My approach is, for each year, to first try and match on first name/last name from a prior year; if that fails, then try to match on first name/maiden name. I want to define flag1
to denote an exact match and flag2
to denote a marriage.
for (yr in 2:4) {
#which ids have we hit so far?
existing_ids = DT[.(yr), unique(id)]
#find people in prior years appearing to
# correspond to those people
unmatched =
DT[.(1:(yr - 1))][!id %in% existing_ids, .SD[.N], by = id]

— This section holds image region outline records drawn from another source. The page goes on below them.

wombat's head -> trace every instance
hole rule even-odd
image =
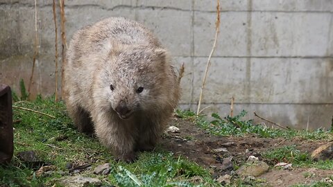
[[[103,105],[110,105],[122,119],[153,110],[163,98],[166,56],[165,50],[159,48],[114,46],[100,75]]]

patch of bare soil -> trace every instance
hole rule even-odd
[[[232,158],[232,161],[239,166],[251,155],[262,160],[261,153],[273,148],[294,145],[301,152],[311,153],[327,143],[325,141],[307,141],[298,138],[216,136],[207,134],[192,122],[182,118],[175,118],[171,124],[178,127],[180,132],[166,133],[160,143],[162,148],[210,168],[213,176],[216,178],[234,170],[224,161],[225,158],[229,158],[228,160]],[[267,163],[273,166],[276,163]],[[273,168],[258,177],[266,179],[273,186],[289,186],[296,184],[309,184],[332,175],[332,170],[316,168]]]

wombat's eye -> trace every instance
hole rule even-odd
[[[142,92],[142,91],[144,91],[144,87],[139,87],[137,89],[137,93],[141,93],[141,92]]]

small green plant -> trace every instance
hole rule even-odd
[[[176,111],[180,118],[194,121],[200,127],[212,134],[218,136],[244,136],[253,134],[263,138],[284,137],[291,139],[298,136],[304,139],[332,139],[330,130],[319,128],[313,132],[288,129],[273,129],[262,124],[255,124],[253,120],[243,120],[247,112],[244,110],[233,117],[227,116],[222,118],[218,114],[212,114],[212,120],[209,121],[205,116],[196,116],[191,111]]]
[[[138,160],[133,163],[116,163],[110,150],[97,139],[78,132],[64,103],[56,103],[53,98],[44,99],[37,96],[33,101],[16,103],[14,105],[56,118],[14,108],[13,120],[19,120],[14,124],[15,157],[9,165],[0,166],[0,186],[52,186],[55,179],[69,175],[66,169],[69,162],[91,163],[92,168],[110,163],[112,169],[108,176],[94,175],[92,170],[80,173],[83,177],[99,178],[104,186],[139,186],[141,184],[141,186],[196,186],[189,181],[194,176],[202,177],[204,186],[219,186],[208,170],[185,158],[175,157],[158,147],[153,152],[139,154]],[[56,170],[49,175],[36,176],[36,168],[22,163],[16,156],[27,150],[47,153],[41,154],[41,160],[56,166]]]
[[[24,80],[21,79],[19,80],[19,91],[21,91],[21,100],[26,100],[29,97],[29,94],[26,92],[26,85],[24,84]]]

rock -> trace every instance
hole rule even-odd
[[[311,154],[311,157],[315,161],[333,159],[333,142],[330,142],[316,148]]]
[[[180,133],[180,130],[179,130],[178,127],[176,126],[170,126],[168,127],[166,130],[167,132],[171,132],[171,133]]]
[[[292,164],[291,163],[284,163],[284,162],[280,162],[278,163],[274,166],[274,167],[281,167],[282,169],[288,169],[291,168]]]
[[[216,160],[211,157],[199,157],[198,160],[203,162],[205,165],[212,165],[212,163],[216,163]]]
[[[228,147],[231,147],[232,145],[234,145],[234,142],[227,142],[227,143],[222,143],[220,145],[223,146],[223,147],[225,147],[225,148],[228,148]]]
[[[36,176],[37,177],[40,177],[44,174],[46,174],[46,172],[49,172],[48,173],[50,173],[50,172],[53,172],[56,168],[56,166],[44,166],[40,167],[40,168],[36,171]]]
[[[215,152],[215,153],[228,152],[228,151],[227,150],[227,149],[225,148],[221,148],[215,149],[215,150],[213,150],[212,152]]]
[[[95,168],[94,170],[94,173],[97,174],[97,175],[108,175],[110,172],[111,167],[110,166],[110,163],[106,163],[102,165],[99,165],[97,167]],[[108,170],[108,172],[105,172],[106,174],[103,174],[103,172],[105,170]],[[104,173],[105,173],[104,172]]]
[[[268,168],[268,165],[265,162],[256,161],[252,163],[246,163],[236,171],[236,173],[242,177],[258,177],[266,172]]]
[[[246,161],[249,162],[249,161],[259,161],[258,157],[255,157],[255,156],[251,155],[251,156],[248,157],[248,159]]]
[[[57,179],[57,181],[65,186],[72,187],[100,186],[102,185],[102,182],[99,179],[82,176],[62,177]]]
[[[225,175],[219,177],[216,181],[222,185],[228,185],[231,182],[231,176],[228,174],[225,174]]]
[[[24,162],[41,162],[39,152],[33,150],[20,152],[17,154],[17,157]]]
[[[234,169],[234,164],[232,163],[232,157],[229,157],[223,159],[222,164],[219,168],[219,170],[221,171],[230,171]]]

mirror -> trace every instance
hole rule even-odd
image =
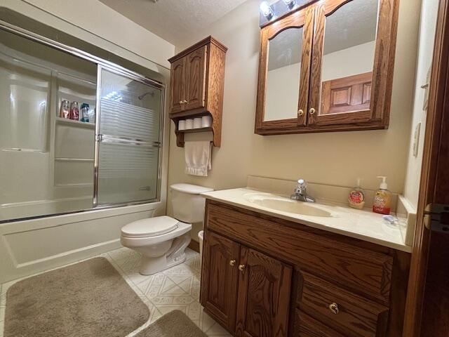
[[[326,17],[319,114],[370,109],[379,0],[354,0]]]
[[[268,41],[264,121],[296,118],[302,32],[302,27],[288,28]]]

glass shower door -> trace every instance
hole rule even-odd
[[[99,67],[95,206],[156,200],[163,91]]]

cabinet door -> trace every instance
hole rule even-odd
[[[235,327],[239,253],[239,244],[212,232],[205,232],[201,303],[231,331]]]
[[[186,87],[186,58],[181,58],[171,64],[170,76],[170,112],[184,110]]]
[[[256,133],[306,124],[314,13],[304,8],[260,32]]]
[[[377,13],[382,0],[326,0],[316,6],[307,124],[381,119],[375,73]],[[363,11],[361,11],[363,8]]]
[[[236,336],[286,336],[291,267],[241,247],[239,269]]]
[[[203,46],[186,56],[187,110],[204,107],[206,53],[207,46]]]

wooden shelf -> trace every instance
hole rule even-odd
[[[56,117],[56,121],[61,124],[67,124],[71,126],[76,126],[79,128],[95,128],[95,123],[75,121],[69,119],[68,118]]]
[[[208,37],[168,60],[171,64],[170,119],[175,123],[177,146],[184,147],[185,133],[207,131],[212,132],[213,145],[221,145],[227,50]],[[210,127],[177,129],[180,120],[203,116],[211,117]]]
[[[194,133],[196,132],[213,131],[212,126],[208,128],[189,128],[187,130],[178,130],[177,132],[182,133]]]

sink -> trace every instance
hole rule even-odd
[[[309,216],[330,218],[330,212],[309,203],[290,200],[287,198],[276,197],[272,194],[250,194],[246,199],[257,206],[274,209],[281,212],[293,213]]]

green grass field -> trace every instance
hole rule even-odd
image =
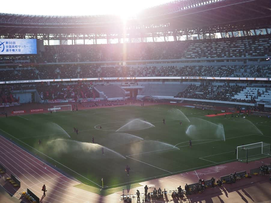
[[[103,178],[108,188],[233,161],[236,146],[271,143],[269,119],[206,114],[164,105],[23,115],[0,118],[0,134],[82,183],[99,187]]]

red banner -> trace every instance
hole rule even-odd
[[[30,110],[30,113],[33,113],[34,112],[40,112],[43,111],[43,109],[31,109]]]
[[[12,114],[19,114],[19,113],[26,113],[26,111],[24,110],[21,110],[20,111],[13,111],[12,112]]]

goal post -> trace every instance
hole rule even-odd
[[[237,160],[247,163],[270,156],[270,144],[261,142],[237,147]]]
[[[59,111],[71,111],[72,105],[62,105],[61,106],[54,106],[53,111],[54,112]]]

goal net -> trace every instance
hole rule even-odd
[[[246,162],[270,156],[270,144],[261,142],[237,147],[237,160]]]
[[[70,104],[62,106],[54,106],[53,109],[54,112],[62,111],[71,111],[72,105]]]

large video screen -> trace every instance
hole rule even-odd
[[[0,55],[36,54],[35,39],[0,39]]]

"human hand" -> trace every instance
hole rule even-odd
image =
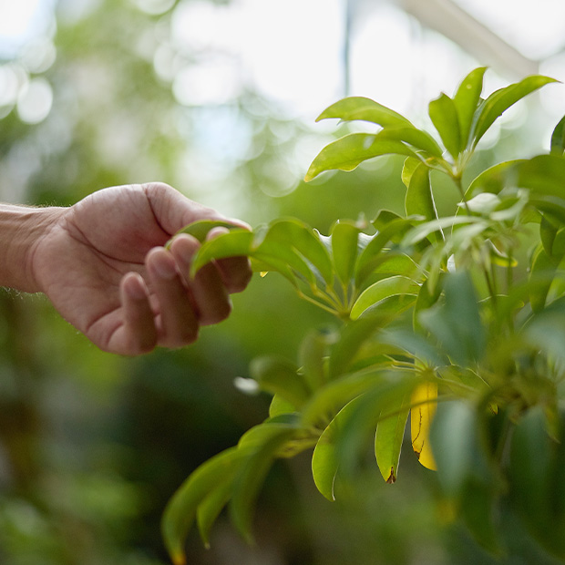
[[[200,243],[180,234],[169,249],[164,244],[192,221],[225,218],[168,185],[104,189],[53,210],[48,230],[30,253],[36,284],[105,351],[134,355],[156,345],[190,344],[200,325],[229,315],[229,293],[250,281],[244,257],[210,263],[190,280]]]

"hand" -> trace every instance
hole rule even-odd
[[[249,260],[238,257],[210,263],[189,280],[199,242],[181,234],[170,250],[163,245],[191,221],[225,218],[165,184],[105,189],[53,210],[55,220],[31,252],[36,286],[105,351],[133,355],[190,344],[200,325],[229,315],[229,293],[251,278]]]

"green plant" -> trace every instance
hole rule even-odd
[[[256,271],[281,273],[341,324],[309,334],[296,365],[252,364],[258,388],[272,395],[269,417],[196,469],[171,499],[163,533],[176,565],[193,522],[207,543],[228,504],[251,539],[253,504],[276,458],[313,448],[316,487],[333,499],[336,479],[351,479],[373,443],[384,479],[394,483],[409,414],[420,463],[437,469],[443,502],[479,543],[503,550],[497,517],[509,505],[542,547],[565,558],[565,119],[550,154],[499,163],[466,182],[495,120],[554,82],[529,77],[483,98],[485,70],[429,104],[443,147],[368,98],[344,98],[320,116],[380,129],[330,143],[306,180],[406,156],[405,215],[340,221],[329,236],[278,220],[202,244],[192,272],[248,255]],[[445,217],[436,208],[437,174],[459,196]],[[185,231],[203,241],[214,225]]]

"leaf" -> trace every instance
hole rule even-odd
[[[335,500],[334,486],[339,467],[335,440],[343,420],[355,410],[359,398],[346,404],[324,430],[312,456],[312,476],[316,488],[328,500]]]
[[[487,343],[477,293],[465,271],[451,272],[444,281],[445,303],[422,312],[418,321],[453,363],[469,366],[482,358]]]
[[[221,481],[198,507],[196,516],[198,529],[200,533],[200,539],[207,549],[210,548],[210,530],[218,516],[220,516],[220,512],[221,512],[231,498],[233,476],[237,468],[237,467],[233,467],[231,477]]]
[[[326,145],[310,165],[304,177],[306,182],[324,170],[354,170],[367,159],[381,155],[414,156],[415,152],[402,141],[381,139],[369,133],[350,133]]]
[[[265,426],[269,425],[262,424],[255,427]],[[296,428],[293,426],[272,425],[270,429],[265,430],[260,446],[242,460],[234,478],[233,492],[230,500],[230,516],[235,528],[248,542],[252,540],[252,520],[259,490],[277,453],[295,435]],[[240,446],[242,440],[243,438],[240,440]]]
[[[498,194],[504,187],[513,184],[516,180],[517,166],[525,159],[518,159],[498,163],[481,172],[469,185],[466,198],[476,196],[482,192]]]
[[[367,308],[391,296],[411,294],[416,296],[420,290],[417,282],[397,275],[377,281],[365,290],[351,309],[351,319],[356,320]]]
[[[327,284],[334,283],[334,270],[330,254],[320,241],[317,231],[305,223],[294,219],[275,221],[270,225],[263,244],[267,241],[270,244],[276,243],[277,247],[274,249],[280,249],[280,246],[292,248],[317,269]],[[262,248],[264,250],[264,247],[261,245],[257,252],[261,252]]]
[[[437,406],[437,385],[436,383],[418,385],[412,393],[411,404],[413,405],[410,412],[412,448],[420,465],[435,471],[437,466],[429,437]]]
[[[538,195],[563,198],[565,159],[555,155],[538,155],[521,161],[517,171],[519,187],[529,189]]]
[[[534,282],[529,285],[529,303],[534,312],[541,312],[545,306],[555,269],[556,265],[543,247],[539,247],[529,272],[529,281]]]
[[[441,159],[443,151],[432,136],[414,126],[409,128],[387,128],[378,133],[379,139],[396,139],[422,149],[433,157]],[[419,159],[418,159],[419,160]]]
[[[245,230],[234,230],[206,241],[192,258],[190,276],[194,276],[211,261],[250,255],[255,235]]]
[[[332,252],[335,272],[342,284],[349,285],[357,259],[357,241],[359,228],[355,225],[338,221],[332,229]]]
[[[475,147],[479,139],[485,135],[487,130],[492,126],[495,120],[501,116],[508,108],[521,100],[531,92],[538,90],[541,87],[551,83],[559,82],[549,77],[532,75],[527,77],[520,82],[509,85],[499,90],[493,92],[483,103],[480,113],[478,116],[477,123],[472,128],[471,136],[474,139]]]
[[[417,167],[410,177],[405,207],[406,216],[424,216],[428,221],[437,219],[429,169],[424,164]]]
[[[188,233],[189,235],[196,238],[200,243],[203,243],[206,241],[206,236],[208,233],[214,228],[227,228],[230,231],[243,230],[241,226],[237,226],[233,223],[223,221],[221,220],[199,220],[190,223],[188,226],[185,226],[177,231],[175,235],[179,235],[180,233]],[[167,243],[168,246],[170,242]]]
[[[310,391],[298,369],[292,363],[276,357],[253,359],[250,373],[262,390],[279,395],[291,405],[300,408],[310,396]]]
[[[463,79],[453,97],[453,103],[455,104],[459,121],[459,151],[465,149],[469,140],[473,116],[480,100],[480,94],[483,89],[483,77],[486,70],[486,67],[480,67],[472,70]]]
[[[344,121],[363,119],[383,127],[411,125],[404,116],[364,97],[348,97],[332,104],[318,116],[316,121],[329,118],[339,118]]]
[[[389,484],[396,481],[405,428],[410,409],[410,395],[398,396],[381,412],[375,434],[375,456],[383,478]],[[389,415],[389,416],[387,416]]]
[[[551,134],[550,154],[562,157],[565,151],[565,116],[560,119]]]
[[[437,476],[446,494],[458,497],[477,457],[476,413],[467,402],[442,405],[434,417],[431,442],[437,464]]]
[[[428,113],[446,149],[453,159],[457,159],[461,146],[461,133],[455,103],[447,95],[441,94],[429,103]]]
[[[304,374],[304,380],[311,391],[323,386],[327,380],[326,359],[329,336],[321,332],[310,332],[300,347],[300,364]]]
[[[200,465],[169,501],[162,518],[163,539],[175,565],[185,565],[184,541],[200,502],[230,476],[245,451],[231,447]]]

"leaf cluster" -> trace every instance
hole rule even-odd
[[[272,396],[269,417],[172,498],[163,531],[177,565],[194,520],[207,542],[226,505],[251,538],[253,503],[276,458],[313,448],[315,485],[334,499],[371,443],[383,478],[396,482],[409,416],[416,457],[437,470],[444,503],[481,544],[503,550],[497,517],[509,503],[544,548],[565,558],[565,121],[550,154],[499,163],[464,186],[496,119],[554,82],[529,77],[483,98],[485,70],[469,73],[453,98],[430,102],[435,135],[360,97],[320,116],[380,129],[330,143],[306,180],[403,155],[404,215],[383,210],[371,222],[339,221],[328,235],[293,219],[252,231],[231,226],[211,241],[213,222],[185,229],[203,241],[193,273],[246,255],[255,271],[279,272],[341,325],[309,334],[296,364],[252,365],[256,386]],[[451,215],[438,217],[433,170],[460,196]]]

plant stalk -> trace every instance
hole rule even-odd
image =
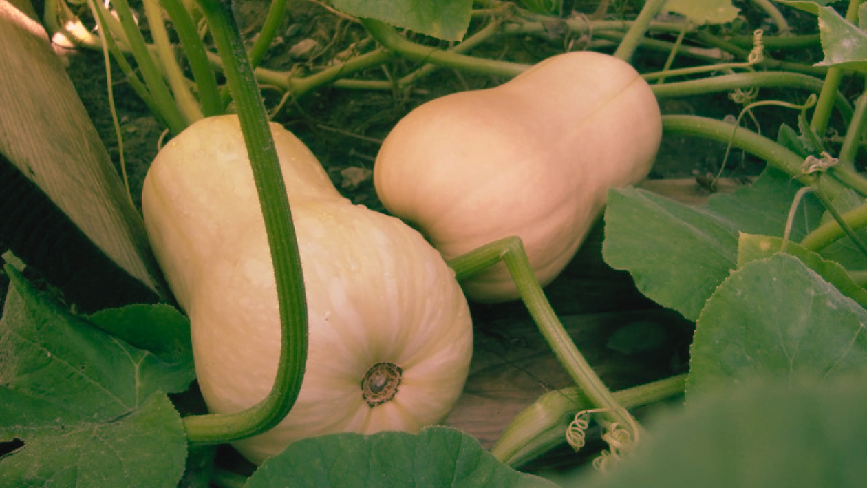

setkey(unmatched, name, surname)
#merge a la Arun, define flag1
setkey(DT, name, surname)
DT[year == yr, c("id", "flag1") := unmatched[.SD, .(id, TRUE)]]
setkey(DT, year)
#repeat, this time keying on name/maiden_name
existing_ids = DT[.(yr), unique(id)]
unmatched =
DT[.(1:(yr - 1))][!id %in% existing_ids, .SD[.N],by=id]
setkey(unmatched, name, surname)
#now define flag2 = TRUE
setkey(DT, name, maiden_name)
DT[year==yr & is.na(id), c("id", "flag2") := unmatched[.SD, .(id, TRUE)]]
setkey(DT, year)
#this is messy, but I'm trying to increment id
# for "new" individuals
setkey(DT, name, surname, maiden_name)
DT[year == yr & is.na(id),
id := unique(
DT[year == yr & is.na(id)],
by = c("name", "surname", "maiden_name")
)[ , count := .I][.SD, count] + DT[ , max(id, na.rm = TRUE)]
]
#re-sort by year at the end
setkey(DT, year)
}
我希望通过在我定义<$时在 j
参数中包含 TRUE
值c $ c> id ,只有匹配的 name
s(例如,第一步的Joe)才具有标志
更新为 TRUE
,但事实并非如此-它们都已更新:
I was hoping that by including the TRUE
value in the j
argument while I define id
, only the matched name
s (e.g., Joe at the first step) would have their flag
updated to TRUE
, but this isn't the case--they are all updated:
DT[]
# name surname maiden_name id year flag1 flag2
# 1: Carol Clymer 3 1 FALSE FALSE
# 2: Jim Jones 2 1 FALSE FALSE
# 3: Joe Smith 1 1 FALSE FALSE
# 4: Joe Smith 1 1 FALSE FALSE
# 5: Ann Cotter 4 2 TRUE TRUE
# 6: Carol Klein Clymer 3 2 TRUE TRUE
# 7: Joe Smith 1 2 TRUE FALSE
# 8: Ann Cotter 4 3 TRUE FALSE
# 9: Beth Brown 5 3 TRUE TRUE
# 10: Joe Smith 1 4 TRUE FALSE
# 11: Joe Smith 1 4 TRUE FALSE
有什么方法可以只更新匹配行的 flag
值吗?理想的输出如下:
Is there any way to update only the matched rows' flag
values? Ideal output is as follows:
DT[]
# name surname maiden_name id year flag1 flag2
# 1: Carol Clymer 3 1 FALSE FALSE
# 2: Jim Jones 2 1 FALSE FALSE
# 3: Joe Smith 1 1 FALSE FALSE
# 4: Joe Smith 1 1 FALSE FALSE
# 5: Ann Cotter 4 2 FALSE FALSE
# 6: Carol Klein Clymer 3 2 FALSE TRUE
# 7: Joe Smith 1 2 TRUE FALSE
# 8: Ann Cotter 4 3 TRUE FALSE
# 9: Beth Brown 5 3 FALSE FALSE
# 10: Joe Smith 1 4 TRUE FALSE
# 11: Joe Smith 1 4 TRUE FALSE
推荐答案
关键(没有双关语)我认为是要意识到合并返回了 NA
表示丢失的ID,因此我应该在每个字段中将 flag
添加到 unmatched
步骤,例如,在第1步:
The key (no pun intended) I think was to realize that the merge was returning NA
for the missed IDs, so I should add the flag
to unmatched
at each step, e.g., at step 1:
unmatched <- dt[.(1:(yr - 1L))
][!id %in% existing_ids,
.SD[.N], by = id][ , flag1 := TRUE]
dt[year == yr, c("id", "flag1") :=
unmatched[.SD, .(id, flag1), on = "name,surname"]]
最后会产生:
> dt[ ]
name surname maiden_name id year flag1 flag2
1: Carol Clymer 3 1 FALSE FALSE
2: Jim Jones 2 1 FALSE FALSE
3: Joe Smith 1 1 FALSE FALSE
4: Joe Smith 1 1 FALSE FALSE
5: Ann Cotter 4 2 NA NA
6: Carol Klein Clymer 3 2 NA TRUE
7: Joe Smith 1 2 TRUE FALSE
8: Ann Cotter 4 3 TRUE FALSE
9: Beth Brown 5 3 NA NA
10: Joe Smith 1 4 TRUE FALSE
11: Joe Smith 1 4 TRUE FALSE
剩下的一个问题是某些标志应该是 F
已重置为 NA
;能够设置 nomatch = F
会很好,但是我不太担心这种副作用-我的关键是知道每个标志何时 T
。
One problem remaining is that some flags that should be F
have reset to NA
; would be nice to be able to set nomatch=F
, but I'm not too worried about this side effect--the key for me is knowing when each flag is T
.
这篇关于条件键联接/更新_and_更新标志列以进行匹配的文章就介绍到这了,希望我们推荐的答案对大家有所帮助,也希望大家多多支持IT屋!